Oral Invasion and Self-Defence

Richard F. Sterba, M.D.

In her paper 'Negativism and Emotional Surrender', presented at the International Congress in Amsterdam in 1951, Anna Freud pointed out that certain children go through a negativistic stage in their early development. These negativistic children refuse the slightest demand or assistance from the part of their surroundings, because they want to be independent. Such negativistic behaviour might be repeated in pre-adolescence, in adolescence, and to an extreme degree in psychosis. In the case of such negativism any approach on the part of the surrounding persons is experienced as a claim or a hostile attack.

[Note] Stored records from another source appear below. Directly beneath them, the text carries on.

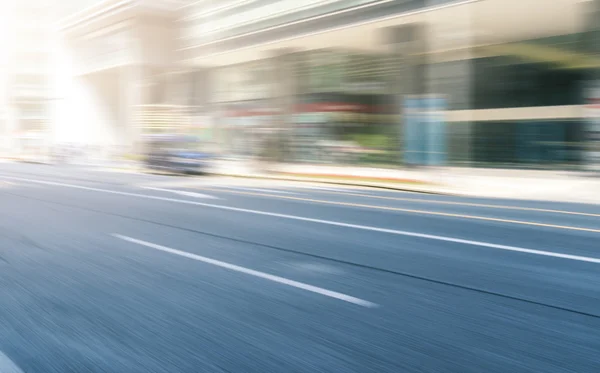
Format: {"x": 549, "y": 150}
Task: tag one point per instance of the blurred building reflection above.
{"x": 423, "y": 82}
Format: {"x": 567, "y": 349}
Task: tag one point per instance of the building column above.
{"x": 283, "y": 94}
{"x": 591, "y": 47}
{"x": 449, "y": 74}
{"x": 132, "y": 81}
{"x": 405, "y": 47}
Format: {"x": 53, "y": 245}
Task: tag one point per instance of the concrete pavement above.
{"x": 566, "y": 186}
{"x": 263, "y": 277}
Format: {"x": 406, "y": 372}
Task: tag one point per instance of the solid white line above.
{"x": 251, "y": 272}
{"x": 329, "y": 222}
{"x": 182, "y": 192}
{"x": 7, "y": 365}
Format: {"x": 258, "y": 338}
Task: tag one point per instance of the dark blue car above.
{"x": 178, "y": 154}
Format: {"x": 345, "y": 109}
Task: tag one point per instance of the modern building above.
{"x": 501, "y": 80}
{"x": 479, "y": 82}
{"x": 25, "y": 76}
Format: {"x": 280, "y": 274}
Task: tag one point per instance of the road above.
{"x": 122, "y": 272}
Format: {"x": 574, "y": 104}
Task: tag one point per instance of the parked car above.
{"x": 179, "y": 154}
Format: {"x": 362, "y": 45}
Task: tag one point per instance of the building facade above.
{"x": 489, "y": 82}
{"x": 26, "y": 73}
{"x": 371, "y": 82}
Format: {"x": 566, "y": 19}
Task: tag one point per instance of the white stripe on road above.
{"x": 7, "y": 365}
{"x": 252, "y": 189}
{"x": 182, "y": 193}
{"x": 251, "y": 272}
{"x": 329, "y": 222}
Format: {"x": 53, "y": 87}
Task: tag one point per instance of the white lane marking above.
{"x": 182, "y": 192}
{"x": 329, "y": 222}
{"x": 328, "y": 189}
{"x": 7, "y": 365}
{"x": 252, "y": 189}
{"x": 251, "y": 272}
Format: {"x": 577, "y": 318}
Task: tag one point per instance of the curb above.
{"x": 334, "y": 182}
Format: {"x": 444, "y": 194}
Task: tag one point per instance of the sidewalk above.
{"x": 555, "y": 186}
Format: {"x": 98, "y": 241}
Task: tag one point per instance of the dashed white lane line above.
{"x": 7, "y": 365}
{"x": 253, "y": 189}
{"x": 251, "y": 272}
{"x": 183, "y": 193}
{"x": 328, "y": 222}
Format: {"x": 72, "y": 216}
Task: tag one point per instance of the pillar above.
{"x": 282, "y": 95}
{"x": 449, "y": 73}
{"x": 405, "y": 46}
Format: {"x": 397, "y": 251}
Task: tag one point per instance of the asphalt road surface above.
{"x": 117, "y": 272}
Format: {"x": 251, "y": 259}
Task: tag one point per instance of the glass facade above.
{"x": 478, "y": 102}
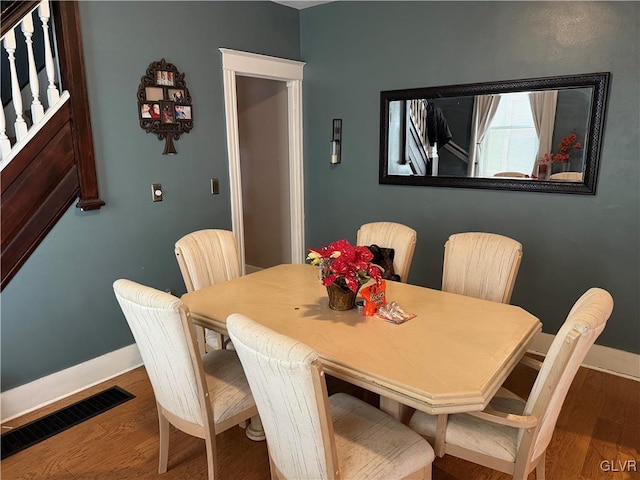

Anna Freud enumerated the explanations given for this type of behaviour, such as early disappointment in the love object, early seduction, temptations by the object, excessive narcissism. All of these explanations she found insufficient to explain this type of negativism. Anna Freud pointed out as an important reason for the negativistic attitude that for these persons love is a loss and not a gain. Love for them means impoverishment and subjugation. In these persons there exists the misconception and fear that to love anyone means to surrender to the object to an extent which would make them lose their own identity and would transform them into the person whom they love. They would thus be 'invaded' by the love object. Anna Freud illustrated this negativism with very impressive case material. One of her cases in particular demonstrated the fear against which the negativism was established as a defence.